IN THE MATTER OF THE ESTATE OF CARL LEICESTER BAXTER, Deceased: MARY ETTA CLARK and HAROLD SHUCK, Appellants, versus JIMMY CARL BAXTER and CHARLENE SUE HOLDEN, Appellees.

COURT OF APPEALS OF OKLAHOMA, DIVISION THREE 

1992 OK CIV APP 15; 827 P.2d 184

February 25, 1992, Filed 

APPEAL FROM THE DISTRICT COURT OF TULSA COUNTY, OKLAHOMA.:
AFFIRMED 

COUNSEL:
Richard Beeby, Bert M. Grigg, Tulsa, Oklahoma, For Appellants.
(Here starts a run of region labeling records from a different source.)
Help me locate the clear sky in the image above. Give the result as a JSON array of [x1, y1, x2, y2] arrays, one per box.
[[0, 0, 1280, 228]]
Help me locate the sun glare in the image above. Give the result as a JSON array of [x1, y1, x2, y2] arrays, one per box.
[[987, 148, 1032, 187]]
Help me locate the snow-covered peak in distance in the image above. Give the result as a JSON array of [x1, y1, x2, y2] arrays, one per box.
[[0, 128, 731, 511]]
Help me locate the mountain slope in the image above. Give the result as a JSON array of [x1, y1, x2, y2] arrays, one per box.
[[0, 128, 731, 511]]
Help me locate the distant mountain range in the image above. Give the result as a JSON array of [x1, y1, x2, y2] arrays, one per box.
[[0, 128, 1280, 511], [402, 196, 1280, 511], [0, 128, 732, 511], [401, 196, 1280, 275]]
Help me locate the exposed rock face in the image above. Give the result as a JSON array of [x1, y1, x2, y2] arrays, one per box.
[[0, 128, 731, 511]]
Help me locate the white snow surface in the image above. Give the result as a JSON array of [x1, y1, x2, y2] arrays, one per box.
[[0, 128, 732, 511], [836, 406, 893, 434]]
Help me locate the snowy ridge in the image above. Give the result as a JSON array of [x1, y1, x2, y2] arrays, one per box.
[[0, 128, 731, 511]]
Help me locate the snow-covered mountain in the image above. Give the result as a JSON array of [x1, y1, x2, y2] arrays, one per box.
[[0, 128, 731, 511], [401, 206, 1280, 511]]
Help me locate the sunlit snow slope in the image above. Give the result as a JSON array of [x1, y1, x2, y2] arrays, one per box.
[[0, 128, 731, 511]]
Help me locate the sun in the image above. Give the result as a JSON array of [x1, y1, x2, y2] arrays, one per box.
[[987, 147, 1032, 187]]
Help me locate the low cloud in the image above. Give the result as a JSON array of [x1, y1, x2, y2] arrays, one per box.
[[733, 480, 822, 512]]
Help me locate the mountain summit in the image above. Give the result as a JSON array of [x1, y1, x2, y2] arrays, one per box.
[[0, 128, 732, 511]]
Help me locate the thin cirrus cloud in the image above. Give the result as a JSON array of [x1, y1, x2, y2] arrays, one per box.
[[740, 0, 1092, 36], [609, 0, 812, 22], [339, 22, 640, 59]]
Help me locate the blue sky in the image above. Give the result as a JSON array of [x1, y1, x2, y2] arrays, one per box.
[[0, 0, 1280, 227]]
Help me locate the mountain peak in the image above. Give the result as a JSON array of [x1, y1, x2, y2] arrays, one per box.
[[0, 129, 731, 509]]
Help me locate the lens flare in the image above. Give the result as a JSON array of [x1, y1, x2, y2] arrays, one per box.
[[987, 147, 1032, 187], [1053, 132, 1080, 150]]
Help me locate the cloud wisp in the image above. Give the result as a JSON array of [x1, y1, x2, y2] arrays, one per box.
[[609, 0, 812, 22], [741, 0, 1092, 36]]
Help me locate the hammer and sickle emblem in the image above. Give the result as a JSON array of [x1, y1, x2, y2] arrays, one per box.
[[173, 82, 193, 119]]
Gregory Allen Gray, Tulsa, Oklahoma, For Appellees. 

JUDGES:
Hunter, JONES, HANSEN 

HUNTER, J. 
Carl Leicester Baxter (Testator) married Marybelle Baxter in 1954, and adopted her two children, the Appellees, in June, 1955. Testator and Marybelle later divorced. By the terms of the divorce decree, Testator relinquished all rights to the children and Marybelle was ordered to "adopt" them. Accordingly, Marybelle "adopted" Appellees in 1957, with their written consent.
Testator later married Ann Louise Baxter, who had a son by a previous marriage, Michael Charles Davis. In 1960, Testator executed his Last Will and Testament. Under the terms of the will, Testator bequeathed his entire estate to Ann, and in the event he and Ann both died in a common disaster, his estate was to pass to Michael. Testator expressly declared his intention to exclude any and all of his children, whether natural or adopted, and stated that should any child attempt to inherit under the will, that child should receive $ 1.00. The will nominated no executor and contained no residuary clause.
Ann died in 1982 and Testator died in 1988. Michael filed a petition to admit the will to probate, requesting that he be appointed as personal representative of the estate and that a determination of heirs be made. Testator's heirs at law were later determined to be Appellees, Michael, a half-sister - Mary Etta Clark (Appellant), and a half-brother, Harold Shuck (Appellant).
Both Appellants and Appellees objected to the appointment of Michael as personal representative of the estate. The will was admitted to probate in 1988, at which time the trial court found Michael was the sole heir under the terms of the will and appointed him personal representative of the estate. Both parties appealed and the appeals were consolidated. In Matter of Estate of Baxter, 798 P.2d 644 (Okl. App. 1990), Division One of the Court of Appeals specifically determined that: (1) Testator's bequest to Michael, conditioned upon Testator and Ann dying in a common disaster, failed upon Ann's death in 1982, (2) the trial court correctly determined that Testator evinced an unambiguous intent to disinherit his children, natural or adopted, and (3) the will stands as a validly executed instrument although all bequests under the terms of the will lapsed, because the instrument evinced Testator's intent to disinherit his natural or adopted children and to dispose of his property. However, because all bequests of the will failed, the Court of Appeals determined that the estate must pass by the laws of intestate succession, and reversed and remanded the matter for further proceedings.